Всё сказанное нами очень нетрудно приложить к роману г. Лермонтова. Для этого мы должны проследить в его содержании, уже хорошо известном читателям, развитие основной мысли.

Роман начинается описанием переезда автора из Тифлиса чрез Кайшаурскую долину. Не утомляя скучными подробностями, знакомит он нас с местностию. Очерки его столько же кратки, сколько и резки, а главное — они набросаны как будто бы мимоходом. В то время, как его тележку тащили в гору шесть быков и несколько осетин, он заметил, что за его тележкою двигалась другая, которую тащили четыре быка, а за нею шел ее хозяин, куря из маленькой трубочки. Это был офицер, лет пятидесяти, с смуглым лицом и преждевременно поседевшими усами, которые не соответствовали его твердой походке и бодрому виду. Автор подошел к нему и поклонился; тот молча ответил на его поклон, пустив огромный клуб дыма.

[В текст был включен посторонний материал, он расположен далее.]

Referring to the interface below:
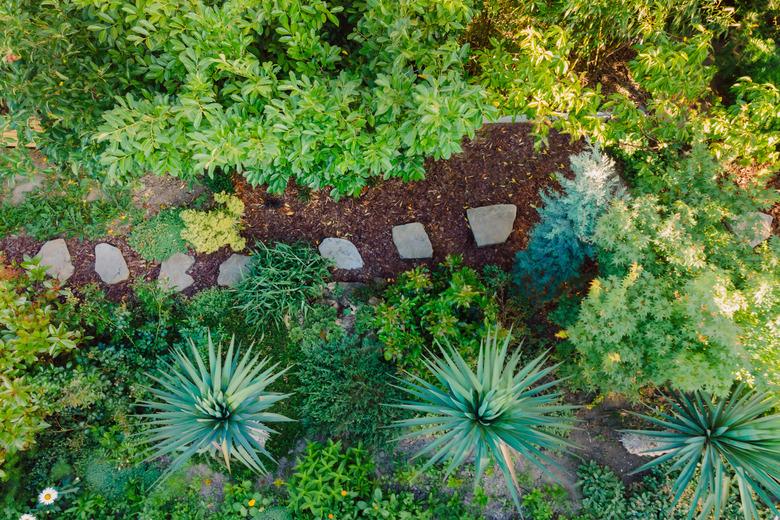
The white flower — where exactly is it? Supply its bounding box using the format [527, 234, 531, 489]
[20, 514, 37, 520]
[37, 487, 58, 505]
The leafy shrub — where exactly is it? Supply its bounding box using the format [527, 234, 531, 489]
[297, 333, 401, 447]
[513, 144, 624, 299]
[0, 259, 81, 479]
[180, 192, 246, 254]
[127, 208, 187, 261]
[391, 327, 575, 512]
[2, 0, 494, 197]
[287, 440, 375, 518]
[234, 242, 331, 328]
[140, 335, 292, 482]
[372, 256, 498, 373]
[628, 386, 780, 520]
[577, 461, 627, 519]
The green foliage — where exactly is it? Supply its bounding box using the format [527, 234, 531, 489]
[127, 208, 187, 261]
[286, 440, 375, 518]
[578, 461, 627, 519]
[513, 144, 624, 299]
[297, 332, 401, 447]
[139, 335, 292, 482]
[628, 386, 780, 520]
[391, 327, 575, 512]
[3, 0, 494, 197]
[0, 259, 81, 479]
[234, 242, 331, 329]
[372, 256, 498, 373]
[180, 191, 246, 254]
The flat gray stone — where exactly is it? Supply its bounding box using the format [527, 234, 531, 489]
[9, 174, 43, 205]
[620, 432, 674, 457]
[94, 243, 129, 284]
[730, 212, 773, 248]
[318, 238, 363, 270]
[392, 222, 433, 259]
[158, 253, 195, 291]
[36, 239, 74, 282]
[466, 204, 517, 247]
[217, 254, 251, 287]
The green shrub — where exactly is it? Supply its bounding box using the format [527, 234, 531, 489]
[372, 256, 498, 373]
[2, 0, 494, 197]
[287, 440, 375, 518]
[297, 333, 401, 446]
[234, 242, 331, 328]
[180, 192, 246, 254]
[577, 461, 627, 519]
[127, 208, 187, 261]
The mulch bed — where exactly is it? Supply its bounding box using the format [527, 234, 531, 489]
[1, 123, 583, 296]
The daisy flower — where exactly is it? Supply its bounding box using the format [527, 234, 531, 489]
[38, 487, 58, 505]
[20, 514, 37, 520]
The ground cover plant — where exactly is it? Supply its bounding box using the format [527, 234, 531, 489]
[1, 0, 779, 518]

«Мы с вами попутчики, кажется?»

Он молча опять поклонился.

«Вы, верно, едете в Ставрополь?»

— Так-с точно... с казенными вещами.

«Скажите, пожалуйста, отчего это вашу тяжелую тележку четыре быка тащат шутя, а мою пустую шесть скотов едва подвигают с помощию этих осетин?»

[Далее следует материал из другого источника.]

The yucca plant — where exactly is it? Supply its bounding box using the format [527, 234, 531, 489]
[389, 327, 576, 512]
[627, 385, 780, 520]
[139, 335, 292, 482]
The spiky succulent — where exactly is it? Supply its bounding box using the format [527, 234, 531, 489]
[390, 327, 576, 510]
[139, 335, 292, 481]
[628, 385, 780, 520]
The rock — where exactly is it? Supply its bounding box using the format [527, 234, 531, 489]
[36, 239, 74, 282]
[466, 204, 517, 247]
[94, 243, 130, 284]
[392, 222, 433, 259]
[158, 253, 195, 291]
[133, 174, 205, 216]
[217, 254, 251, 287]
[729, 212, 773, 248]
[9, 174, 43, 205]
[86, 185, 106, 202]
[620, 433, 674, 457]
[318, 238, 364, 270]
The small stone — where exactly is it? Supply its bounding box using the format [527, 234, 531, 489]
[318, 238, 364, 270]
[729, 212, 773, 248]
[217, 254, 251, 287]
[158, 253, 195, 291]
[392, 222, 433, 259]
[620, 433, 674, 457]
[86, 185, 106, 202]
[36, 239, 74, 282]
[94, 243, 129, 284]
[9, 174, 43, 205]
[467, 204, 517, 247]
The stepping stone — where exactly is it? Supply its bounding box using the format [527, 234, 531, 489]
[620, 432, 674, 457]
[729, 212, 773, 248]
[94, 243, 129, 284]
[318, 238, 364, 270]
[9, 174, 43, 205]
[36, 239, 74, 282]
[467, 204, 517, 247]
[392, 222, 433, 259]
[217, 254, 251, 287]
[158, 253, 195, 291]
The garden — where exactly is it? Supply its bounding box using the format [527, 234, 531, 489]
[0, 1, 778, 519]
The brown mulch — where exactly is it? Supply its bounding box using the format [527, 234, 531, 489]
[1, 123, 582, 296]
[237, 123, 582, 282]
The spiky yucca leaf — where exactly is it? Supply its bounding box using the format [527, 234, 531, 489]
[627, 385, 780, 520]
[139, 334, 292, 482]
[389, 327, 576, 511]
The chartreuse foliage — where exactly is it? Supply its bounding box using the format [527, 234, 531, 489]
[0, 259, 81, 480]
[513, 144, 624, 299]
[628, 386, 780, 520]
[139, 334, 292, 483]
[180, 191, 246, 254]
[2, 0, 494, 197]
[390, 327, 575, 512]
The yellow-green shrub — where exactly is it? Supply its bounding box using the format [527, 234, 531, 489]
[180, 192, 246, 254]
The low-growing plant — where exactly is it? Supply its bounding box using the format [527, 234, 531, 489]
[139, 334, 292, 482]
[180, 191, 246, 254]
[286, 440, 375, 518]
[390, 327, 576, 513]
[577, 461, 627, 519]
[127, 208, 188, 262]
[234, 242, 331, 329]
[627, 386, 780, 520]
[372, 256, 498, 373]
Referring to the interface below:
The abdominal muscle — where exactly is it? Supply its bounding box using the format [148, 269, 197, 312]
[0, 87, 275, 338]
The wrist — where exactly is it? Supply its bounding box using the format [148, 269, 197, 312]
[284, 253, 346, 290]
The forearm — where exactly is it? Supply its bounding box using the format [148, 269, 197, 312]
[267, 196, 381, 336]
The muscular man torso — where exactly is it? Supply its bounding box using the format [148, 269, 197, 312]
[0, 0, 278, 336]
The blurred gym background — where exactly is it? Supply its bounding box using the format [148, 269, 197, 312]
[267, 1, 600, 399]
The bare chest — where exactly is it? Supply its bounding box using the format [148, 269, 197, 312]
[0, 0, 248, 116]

Он лукаво улыбнулся и значительно взглянул на меня. — Вы верно недавно на Кавказе?

«С год», — отвечал я.

Он улыбнулся вторично.

«А что ж?»

— Да так-с! Ужасные бестии эти азиаты! Вы думаете, они помогают, что кричат? А чорт их знает, что они кричат? Быки-то их понимают; запрягите хоть двадцать, так коли они крикнут по-своему, быки всё ни с места... Ужасные плуты! А что ж с них возьмешь?.. Любят деньги драть с проезжающих... Избаловали мошенников! Увидите, они еще с вас возьмут на водку. Уж я их знаю, меня не проведут!

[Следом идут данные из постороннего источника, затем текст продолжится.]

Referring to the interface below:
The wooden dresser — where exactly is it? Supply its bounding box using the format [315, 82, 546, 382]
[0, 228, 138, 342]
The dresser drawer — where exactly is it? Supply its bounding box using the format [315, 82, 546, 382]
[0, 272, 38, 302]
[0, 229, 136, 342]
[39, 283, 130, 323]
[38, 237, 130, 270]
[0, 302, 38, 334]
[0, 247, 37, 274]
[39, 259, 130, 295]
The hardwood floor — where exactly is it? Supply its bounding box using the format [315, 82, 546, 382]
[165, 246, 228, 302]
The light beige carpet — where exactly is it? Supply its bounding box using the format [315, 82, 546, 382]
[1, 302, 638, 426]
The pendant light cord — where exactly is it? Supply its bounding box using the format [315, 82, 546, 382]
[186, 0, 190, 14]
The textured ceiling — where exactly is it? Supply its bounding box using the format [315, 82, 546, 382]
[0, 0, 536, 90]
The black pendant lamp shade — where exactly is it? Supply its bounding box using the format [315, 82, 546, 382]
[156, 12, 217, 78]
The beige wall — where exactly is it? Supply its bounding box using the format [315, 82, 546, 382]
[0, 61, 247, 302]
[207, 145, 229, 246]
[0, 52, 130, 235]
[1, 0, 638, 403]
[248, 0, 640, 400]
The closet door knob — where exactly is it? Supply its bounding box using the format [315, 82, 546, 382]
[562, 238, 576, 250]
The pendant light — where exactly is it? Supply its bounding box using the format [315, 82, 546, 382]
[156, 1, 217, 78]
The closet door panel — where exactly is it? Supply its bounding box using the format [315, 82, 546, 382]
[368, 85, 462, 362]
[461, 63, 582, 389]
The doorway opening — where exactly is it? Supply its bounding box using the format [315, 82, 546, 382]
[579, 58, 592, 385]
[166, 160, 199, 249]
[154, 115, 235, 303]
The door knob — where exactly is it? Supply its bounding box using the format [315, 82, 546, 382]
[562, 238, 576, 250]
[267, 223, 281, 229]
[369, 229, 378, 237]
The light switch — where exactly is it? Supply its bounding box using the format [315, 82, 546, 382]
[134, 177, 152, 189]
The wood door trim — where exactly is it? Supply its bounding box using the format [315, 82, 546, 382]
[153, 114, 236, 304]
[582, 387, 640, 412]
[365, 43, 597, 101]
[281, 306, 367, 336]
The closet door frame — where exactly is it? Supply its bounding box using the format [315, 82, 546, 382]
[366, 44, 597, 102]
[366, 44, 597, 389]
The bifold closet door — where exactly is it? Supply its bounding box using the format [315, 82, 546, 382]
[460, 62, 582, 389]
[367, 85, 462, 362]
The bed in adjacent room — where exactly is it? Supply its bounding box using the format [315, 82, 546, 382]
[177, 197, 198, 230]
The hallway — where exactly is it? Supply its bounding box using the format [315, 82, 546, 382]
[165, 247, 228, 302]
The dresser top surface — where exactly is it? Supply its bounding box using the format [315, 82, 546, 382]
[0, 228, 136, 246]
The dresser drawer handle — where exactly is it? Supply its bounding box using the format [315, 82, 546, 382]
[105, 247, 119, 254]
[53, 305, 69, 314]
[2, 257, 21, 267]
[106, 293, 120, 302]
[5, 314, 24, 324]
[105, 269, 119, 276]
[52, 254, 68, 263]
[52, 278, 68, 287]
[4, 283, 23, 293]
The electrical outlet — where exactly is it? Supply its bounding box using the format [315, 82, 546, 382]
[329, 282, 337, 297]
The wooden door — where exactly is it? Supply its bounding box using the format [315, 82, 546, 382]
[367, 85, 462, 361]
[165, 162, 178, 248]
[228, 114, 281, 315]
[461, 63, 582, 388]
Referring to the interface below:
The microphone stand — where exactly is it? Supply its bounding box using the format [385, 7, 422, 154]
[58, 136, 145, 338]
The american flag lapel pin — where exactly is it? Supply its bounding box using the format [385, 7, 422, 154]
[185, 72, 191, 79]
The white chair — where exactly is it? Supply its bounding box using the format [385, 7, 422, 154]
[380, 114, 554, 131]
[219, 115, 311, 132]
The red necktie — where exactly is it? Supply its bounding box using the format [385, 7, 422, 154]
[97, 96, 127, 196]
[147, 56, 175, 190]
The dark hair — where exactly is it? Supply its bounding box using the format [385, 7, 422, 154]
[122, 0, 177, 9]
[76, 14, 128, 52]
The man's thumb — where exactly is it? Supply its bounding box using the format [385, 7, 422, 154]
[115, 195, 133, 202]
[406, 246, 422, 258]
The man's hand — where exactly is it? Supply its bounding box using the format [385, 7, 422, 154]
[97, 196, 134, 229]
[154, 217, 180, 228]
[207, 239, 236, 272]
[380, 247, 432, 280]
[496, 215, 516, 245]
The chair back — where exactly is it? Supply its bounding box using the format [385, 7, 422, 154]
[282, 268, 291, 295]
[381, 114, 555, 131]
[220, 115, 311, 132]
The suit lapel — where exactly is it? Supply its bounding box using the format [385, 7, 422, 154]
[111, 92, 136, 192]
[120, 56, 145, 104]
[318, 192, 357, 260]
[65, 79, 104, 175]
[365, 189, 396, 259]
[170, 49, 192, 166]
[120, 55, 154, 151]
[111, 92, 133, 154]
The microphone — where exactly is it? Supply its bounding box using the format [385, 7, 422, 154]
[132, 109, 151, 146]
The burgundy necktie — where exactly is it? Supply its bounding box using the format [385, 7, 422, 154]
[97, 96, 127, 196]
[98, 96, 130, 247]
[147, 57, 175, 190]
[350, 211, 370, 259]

«А вы давно здесь служите?»

— Да, я уж здесь служил при Алексее Петровиче, — отвечал он приосанившись. — Когда он приехал на линию, я был подпоручиком,— прибавил он, — и при нем получил два чина за дела против горцев.

«А теперь вы?»

— Теперь считаюсь в третьем линейном батальоне. А вы, смею спросить?

Я сказал ему.

Таким образом завязалось у автора знакомство с одним из интереснейших лиц его романа — с Максимом Максимычем, с этим типом старого кавказского служаки, закаленного в опасностях, трудах и битвах, которого лицо так же загорело и сурово, как манеры простоваты и грубы, но у которого чудесная душа, золотое сердце. Это тип чисто русский, который художественным достоинством создания напоминает оригинальнейшие из характеров в романах

Вальтера Скотта и Купера, но который, по своей новости, самобытности и чисто-русскому духу, не походит ни на один из них. Искусство поэта должно состоять в том, чтобы развить на деле задачу: как данный природою характер должен образоваться при обстоятельствах, в которые поставит его судьба. Максим Максимыч получил от природы человеческую душу, человеческое сердце, но эта душа и это сердце отлились в особую форму, которая так и говорит вам о многих годах тяжелой и трудной службы, о кровавых битвах, о затворнической и однообразной жизни в недоступных горных крепостях, где нет других человеческих лиц, кроме подчиненных солдат да заходящих для мены черкесов. И всё это высказывается в нем не в грубых поговорках, вроде «чорт-возьми», и не в военных восклицаниях, вроде «тысяча бомб», беспрестанно повторяемых, не в попойках и не в курении табака; а во взгляде на вещи, приобретенном навыком и родом жизни, и в этой манере поступков и выражения, которые должны быть необходимым результатом взгляда на вещи и привычки. Умственный кругозор Максима Максимыча очень ограничен; но причина этой ограниченности не в его натуре, а в его развитии. Для него «жить» значит «служить», и служить на Кавказе; «азиаты» его природные враги: он знает по опыту, что все они большие плуты, и что самая их храбрость есть отчаянная удаль разбойничья, подстрекаемая надеждою грабежа; он не дается им в обман, и ему смертельно досадно, если они обманут новичка и еще выманят у него на водку. И это совсем не потому, чтобы он был скуп, — о нет! он только беден, а не скуп, и сверх того, кажется, и не подозревает цены деньгам, но он не может видеть равнодушно, как плуты «азиаты» обманывают честных людей. Вот чуть ли не всё, что он видит в жизни, или, по крайней мере, о чем чаще всего говорит. Но не спешите вашим заключением о его характере, познакомтесь с ним получше, — и вы увидите, какое теплое, благородное, даже нежное сердце бьется в железной груди этого повидимому очерствевшего человека; вы увидите, как он каким-то инстинктом понимает всё человеческое и принимает в нем горячее участие; как, вопреки собственному сознанию, душа его жаждет любви и сочувствия, — и вы от души полюбите простого, доброго, грубого в своих манерах, лаконического в словах Максима Максимыча.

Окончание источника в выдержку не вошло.